Handmade : how I work with artisans
Like all handmade techniques, the finished product is never exactly the same. The patterns depend on the knotting, they are never completely identical. As for the colors, the dyers are often unable to reproduce the same shades twice, because they prepare the dye baths by trial and error. I give them a lot of freedom on the shades. And I am never disappointed! They are true artists, and they know how to combine colors to obtain harmonious results. The counterpart of this artisanal work is that once the fabric is finished, I can't relaunch the production of a model. Each Kalyca tie and dye garment is therefore made in very few copies and each piece is unique... and will remain so!

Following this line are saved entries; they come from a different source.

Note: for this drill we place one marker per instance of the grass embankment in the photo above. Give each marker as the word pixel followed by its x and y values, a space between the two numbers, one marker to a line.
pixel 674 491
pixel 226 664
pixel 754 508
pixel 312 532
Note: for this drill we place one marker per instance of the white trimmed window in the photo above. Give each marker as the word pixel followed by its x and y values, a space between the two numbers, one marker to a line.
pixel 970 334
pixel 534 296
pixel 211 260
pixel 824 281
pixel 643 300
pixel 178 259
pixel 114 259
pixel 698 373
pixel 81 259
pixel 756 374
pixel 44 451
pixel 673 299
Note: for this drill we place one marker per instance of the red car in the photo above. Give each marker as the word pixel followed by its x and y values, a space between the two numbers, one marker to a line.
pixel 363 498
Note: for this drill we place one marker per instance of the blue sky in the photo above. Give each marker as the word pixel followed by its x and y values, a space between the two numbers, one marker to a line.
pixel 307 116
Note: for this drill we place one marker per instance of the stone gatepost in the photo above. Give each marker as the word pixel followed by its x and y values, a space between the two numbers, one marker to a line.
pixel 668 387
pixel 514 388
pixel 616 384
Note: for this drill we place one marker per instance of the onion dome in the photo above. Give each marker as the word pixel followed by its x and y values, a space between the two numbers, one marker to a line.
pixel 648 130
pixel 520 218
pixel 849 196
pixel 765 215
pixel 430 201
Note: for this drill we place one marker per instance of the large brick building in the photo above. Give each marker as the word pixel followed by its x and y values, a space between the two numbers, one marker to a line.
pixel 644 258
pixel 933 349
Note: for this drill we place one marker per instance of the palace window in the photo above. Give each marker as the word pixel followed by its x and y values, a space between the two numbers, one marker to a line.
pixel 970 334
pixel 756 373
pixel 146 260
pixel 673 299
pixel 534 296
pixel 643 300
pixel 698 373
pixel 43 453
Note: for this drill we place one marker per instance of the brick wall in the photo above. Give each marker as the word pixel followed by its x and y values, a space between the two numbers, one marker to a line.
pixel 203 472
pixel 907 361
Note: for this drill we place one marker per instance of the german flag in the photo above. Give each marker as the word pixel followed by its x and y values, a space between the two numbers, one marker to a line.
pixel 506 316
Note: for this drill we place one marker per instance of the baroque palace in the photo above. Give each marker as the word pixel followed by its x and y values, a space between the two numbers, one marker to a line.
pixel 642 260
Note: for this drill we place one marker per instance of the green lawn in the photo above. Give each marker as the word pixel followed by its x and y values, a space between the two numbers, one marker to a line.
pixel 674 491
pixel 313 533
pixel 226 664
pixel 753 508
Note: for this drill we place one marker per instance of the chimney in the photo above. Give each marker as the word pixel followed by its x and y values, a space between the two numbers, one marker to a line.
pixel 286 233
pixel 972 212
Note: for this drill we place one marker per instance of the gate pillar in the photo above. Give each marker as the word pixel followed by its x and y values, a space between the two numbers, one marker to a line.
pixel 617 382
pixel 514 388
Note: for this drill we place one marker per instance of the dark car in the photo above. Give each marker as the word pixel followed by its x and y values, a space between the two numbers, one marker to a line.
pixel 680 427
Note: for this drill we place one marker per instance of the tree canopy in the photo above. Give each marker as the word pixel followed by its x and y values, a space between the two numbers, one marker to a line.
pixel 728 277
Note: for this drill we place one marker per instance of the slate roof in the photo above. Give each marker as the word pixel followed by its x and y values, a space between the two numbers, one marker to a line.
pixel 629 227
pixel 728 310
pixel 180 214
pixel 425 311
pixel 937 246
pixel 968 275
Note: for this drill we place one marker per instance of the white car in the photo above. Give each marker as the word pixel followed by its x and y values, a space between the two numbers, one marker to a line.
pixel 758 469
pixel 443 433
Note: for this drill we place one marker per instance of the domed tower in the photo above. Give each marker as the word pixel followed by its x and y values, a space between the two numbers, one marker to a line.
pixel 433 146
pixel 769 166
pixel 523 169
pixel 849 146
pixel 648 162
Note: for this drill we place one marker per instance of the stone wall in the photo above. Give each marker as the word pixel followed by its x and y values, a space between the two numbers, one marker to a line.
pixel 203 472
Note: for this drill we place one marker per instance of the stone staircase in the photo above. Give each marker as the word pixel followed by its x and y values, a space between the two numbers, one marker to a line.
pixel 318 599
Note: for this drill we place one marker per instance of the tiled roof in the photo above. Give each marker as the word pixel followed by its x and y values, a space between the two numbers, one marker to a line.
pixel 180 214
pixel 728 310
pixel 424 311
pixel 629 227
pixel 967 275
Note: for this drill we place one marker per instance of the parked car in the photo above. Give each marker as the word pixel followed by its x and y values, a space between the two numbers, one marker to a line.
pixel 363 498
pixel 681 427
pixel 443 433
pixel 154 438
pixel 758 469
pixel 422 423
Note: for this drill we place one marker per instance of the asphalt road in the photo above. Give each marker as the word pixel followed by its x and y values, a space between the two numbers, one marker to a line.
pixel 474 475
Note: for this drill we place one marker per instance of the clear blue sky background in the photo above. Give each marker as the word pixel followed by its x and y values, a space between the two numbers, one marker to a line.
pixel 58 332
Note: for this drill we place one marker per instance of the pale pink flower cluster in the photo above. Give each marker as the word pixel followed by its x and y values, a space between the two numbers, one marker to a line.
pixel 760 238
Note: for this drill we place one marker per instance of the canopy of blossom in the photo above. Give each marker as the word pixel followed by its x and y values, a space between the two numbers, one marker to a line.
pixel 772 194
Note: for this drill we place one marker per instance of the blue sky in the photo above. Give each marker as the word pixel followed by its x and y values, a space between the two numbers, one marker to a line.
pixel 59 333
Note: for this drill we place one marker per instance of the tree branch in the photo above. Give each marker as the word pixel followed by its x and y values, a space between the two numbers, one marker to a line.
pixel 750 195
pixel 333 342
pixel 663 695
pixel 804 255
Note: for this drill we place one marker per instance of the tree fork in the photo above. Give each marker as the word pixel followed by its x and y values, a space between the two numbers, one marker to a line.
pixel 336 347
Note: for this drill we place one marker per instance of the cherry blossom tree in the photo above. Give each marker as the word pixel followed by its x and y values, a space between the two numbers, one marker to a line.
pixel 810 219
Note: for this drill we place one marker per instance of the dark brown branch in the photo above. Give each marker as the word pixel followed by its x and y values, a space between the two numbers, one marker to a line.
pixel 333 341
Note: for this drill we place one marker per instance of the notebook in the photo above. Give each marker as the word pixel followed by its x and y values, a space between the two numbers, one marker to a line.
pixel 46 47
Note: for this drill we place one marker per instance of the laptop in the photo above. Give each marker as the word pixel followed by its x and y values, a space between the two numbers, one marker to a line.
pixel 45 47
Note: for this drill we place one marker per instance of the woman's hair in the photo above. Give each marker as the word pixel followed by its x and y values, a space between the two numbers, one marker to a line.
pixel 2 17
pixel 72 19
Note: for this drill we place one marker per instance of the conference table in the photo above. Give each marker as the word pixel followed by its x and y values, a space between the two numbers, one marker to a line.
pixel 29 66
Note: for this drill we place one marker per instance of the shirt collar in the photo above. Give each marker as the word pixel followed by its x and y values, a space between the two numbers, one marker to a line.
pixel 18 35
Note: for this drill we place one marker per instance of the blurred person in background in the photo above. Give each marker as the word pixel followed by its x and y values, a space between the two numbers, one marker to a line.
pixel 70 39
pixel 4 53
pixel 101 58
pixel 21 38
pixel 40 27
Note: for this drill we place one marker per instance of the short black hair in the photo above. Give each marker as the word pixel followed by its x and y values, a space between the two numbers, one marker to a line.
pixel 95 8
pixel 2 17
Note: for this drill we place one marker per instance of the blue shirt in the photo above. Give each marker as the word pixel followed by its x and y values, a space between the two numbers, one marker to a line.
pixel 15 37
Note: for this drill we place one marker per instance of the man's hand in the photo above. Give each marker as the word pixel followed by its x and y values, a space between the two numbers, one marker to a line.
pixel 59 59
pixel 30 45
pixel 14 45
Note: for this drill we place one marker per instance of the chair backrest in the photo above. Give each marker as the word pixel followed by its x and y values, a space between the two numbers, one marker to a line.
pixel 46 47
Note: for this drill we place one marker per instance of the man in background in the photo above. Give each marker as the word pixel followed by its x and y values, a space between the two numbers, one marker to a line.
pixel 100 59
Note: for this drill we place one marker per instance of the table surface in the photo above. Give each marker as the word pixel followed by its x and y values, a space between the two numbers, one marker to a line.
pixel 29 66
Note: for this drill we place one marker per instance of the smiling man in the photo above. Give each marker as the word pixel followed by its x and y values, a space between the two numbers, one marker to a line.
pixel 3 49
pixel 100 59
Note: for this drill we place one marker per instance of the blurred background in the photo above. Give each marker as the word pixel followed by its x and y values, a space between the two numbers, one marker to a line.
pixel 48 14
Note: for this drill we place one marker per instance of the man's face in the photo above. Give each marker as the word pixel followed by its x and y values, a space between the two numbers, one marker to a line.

Bravo pour ce travail. C'est avec fierté que je porte ma chemise tie and dye. La teinture est de très bonne qualité, je l'ai lavé de nombreuses fois et les couleurs n'ont pas bougé.
Encore un exemple de savoir-faire ancestral qui se retrouve dans civilisations, sur plusieurs continents. Comment expliquer ça si ce n'est que par une origine commune ?
Ce que j'aime avec le tie dye, c'est qu'on ne sait jamais à l'avance tout à fait le motif qu'on va obtenir, ni la couleur exacte d'ailleurs (à moins d'avoir l'habitude). On peut faire à la maison grace à des kit DIY. C'est une activité ludique que je vais proposer à ma fille.